インテリアや会議室をはじめとするデザイン監修はWeWorkが担当しているようです。
写真の通りWeWorkらしいシンプルでありながらおしゃれな内装ですね。
https://kernel.deepcore.jp/
作業スペースの一角(DEEPCOER HPより)
同社はこれまでVAAKなど11社に出資を行ってきたことを発表しています。
「NVIDIA INCEPTION PROGRAM」
NVIDIA INCEPTION PROGRAMはNVIDIAが2016年6月、次々と生まれる起業家に独自のツール、リソース、機会を提供し、先発優位をもって製品やサービスを開発できるようにすることを目的として始められました。現在世界で約3000社以上、国内では100社以上のAIスタートアップを支援しています。
https://www.nvidia.com/ja-jp/deep-learning-ai/startups/
同プログラムには、資金提供はもちろんのこと、NVIDIAが提供するGPUなどのハードウェアをいち早く利用可能になることや、ディープラーニングの専門知識をもつ世界クラスのエンジニアリングチーム(アルゴリズムに関する専門知識をもつ数学者なども含まれる模様)への問い合わせることもできるようです。
オンライン・コースやオンサイト・コースも提供しており、ニューラルネットワークを活用する機械学習を独自のアプリケーションで設計、トレーニング、導入するための最新技術を学習できます。
同プログラムでは、優秀なスタートアップ企業にInception Awardという表彰を行っています。
2018年はそのパートナーの中から約200社が応募し、Subtle Medical とAiFiとKinema Systemsの3社が選ばれました。

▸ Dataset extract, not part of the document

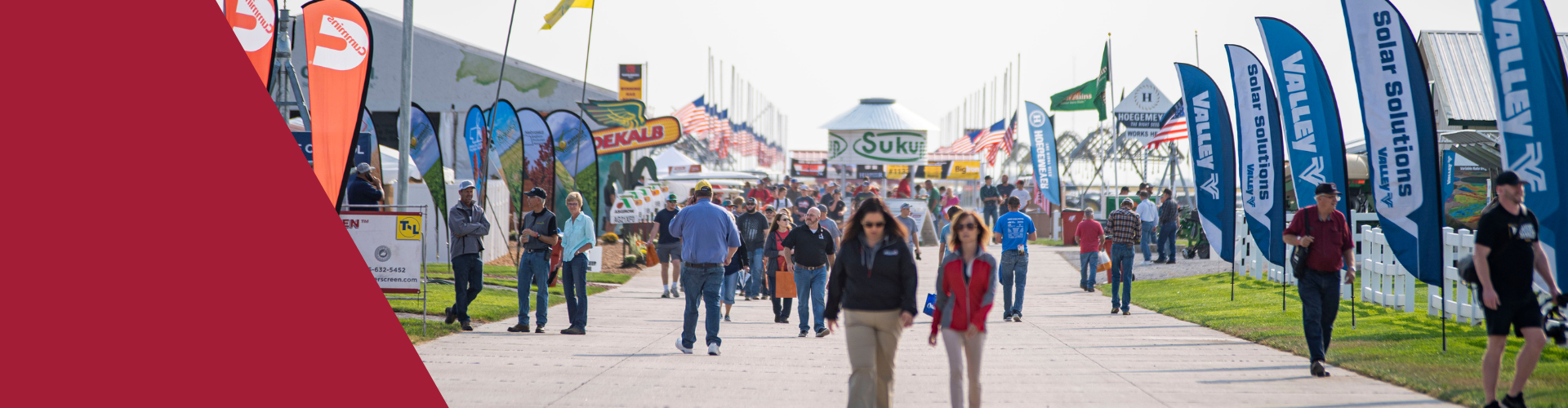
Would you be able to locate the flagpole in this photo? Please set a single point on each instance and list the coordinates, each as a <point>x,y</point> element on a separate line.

3社に与えられた賞金は総額100万ドルに上りました。
https://blogs.nvidia.co.jp/2018/04/05/inception-award-winners-gtc-2018/
同社は日本のスタートアップ企業を対象とした表彰も行っています。
小規模な約50社を対象として応募を募り、選別された8社が「GTC Japan 2018」に登壇し、一般参加者に向けて自社の技術、ソリューションとビジネスプラン等をプレゼンテーションしました。
ここでは「内視鏡AIでがんの見逃しゼロへ」を提案したAIメディカルサービスが最優秀賞を受賞しました。
この時の賞品は同社の最新GPU製品のでした。
AIスタートアップ企業の最優秀作品を選ぶ「Inceptionアワード」、受賞したのは「内視鏡AIでがんの見逃しゼロへ」【GTC Japan 2018】
「Google for Startups Campus」
Google for Startups Campusアーリーからグロースステージのスタートアップを対象に、コミュニティの構築やメンターシップといった学びと成長の場を提供するスタートアップ支援を行っております。
同プログラムはスタートアップの拠点として、ロンドンやマドリード、サンパウロ、ソウル、テルアビブ、ワルシャワに展開しています。
ワークスペースやコラボレーションエリア、イベントスペース、会議室などを備えるほか、コミュニティで開催されるイベントや初期段階のスタートアップ創業者への研修プログラムを運営するなど有望なスタートアップが世界で活躍できるよう支援しているようです。
Googleによれば、2018年に全世界6拠点のCampusで生まれた仕事は4500件、資金調達額は約8億ドル、メンターシップや研修プログラムを受けた人数は1万4000人になると言及しています。
同社は、2019年内に渋谷ストリームに「Google for Startups Campus」を年内に開設することを発表しています。
https://www.fashionsnap.com/article/2019-06-19/google-for-startups-campus/
「NEDO」
NEDOはベンチャー企業を対象としたAI研究のコンテストを開催し、採択された研究に対して支援を行っています。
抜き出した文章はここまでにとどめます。